Indian Fantails are normally grouse-legged and have short feathers on the feet. They look about right to me. Thailand Fantails on the other hand have big muffs on their feet but otherwise look like normal Indians 
But yeah I agree it probably is a cross. Either that or the owner bred smaller crested Indians until the crest just disappeared. It would still be an Indian Fantail in that case 

And yes, by Fantail I meant American. They go by both names, which is confusing sometimes.


----------



## stach_n_flash (Mar 15, 2006)

I have fantails as well. And Ive been told their indian fantails. Are mine different breeds as they have long feathers on there feet.


----------



## MaryOfExeter (Sep 30, 2007)

stach_n_flash said:


> I have fantails as well. And Ive been told their indian fantails. Are mine different breeds as they have long feathers on there feet.


Do you have any pictures of them?
Some people breed huge Indian Fantails with big tails and big muffs. The feathering on them looks kind of...loose...I'd much rather have the smaller, more healthy looking Indians. When my dad was younger, he recieved some Thailand Fantails from a guy named Wayne Smith. They had big muffs and big tails, but looked clean and healthy. Their feathers were nice and close fit, and were pure white.
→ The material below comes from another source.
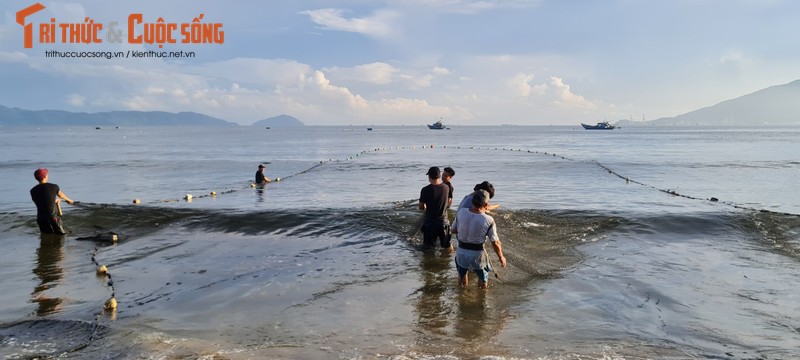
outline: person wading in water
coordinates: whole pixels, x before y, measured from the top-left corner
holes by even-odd
[[[492,248],[497,254],[500,266],[506,267],[506,257],[497,236],[497,225],[494,218],[486,215],[489,208],[489,193],[477,190],[472,195],[470,208],[459,208],[456,214],[453,233],[458,235],[458,250],[455,262],[458,270],[458,283],[466,287],[469,283],[469,271],[478,277],[478,286],[481,289],[489,287],[489,272],[492,271],[489,254],[484,250],[483,243],[487,238],[492,243]]]
[[[36,204],[36,223],[43,234],[64,235],[67,229],[61,220],[61,199],[70,205],[75,201],[61,192],[58,185],[48,182],[48,171],[39,168],[33,172],[33,177],[39,182],[31,189],[31,199]]]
Indian Fantails and Thailands are supposed to look almost the exact same...and they do, except as far as I know, Thais have muffs instead of the small feathers like Hilly's. I'll see if I can try to find some pictures...


----------



## MaryOfExeter (Sep 30, 2007)

Here's some Fantail info:
http://www.pigeoncote.com/hilight/fantail/fantail.html
http://birdsinwhite.com/articles/article4.html
http://www.angelfire.com/ca2/indianfantailman/docjournal.html


----------



## TGV2291 (Mar 10, 2007)

*Hi*

I Would Love This Bird If It Is Still Available.

Thanks


----------



## Hillybean (Oct 30, 2005)

Sorry, he is no longer available. 
I adopted him, and now I don't think I could part with him.

Please keep checking back at the adoption area of the forum. There are always pigeons in need of a home.

-Hilly


----------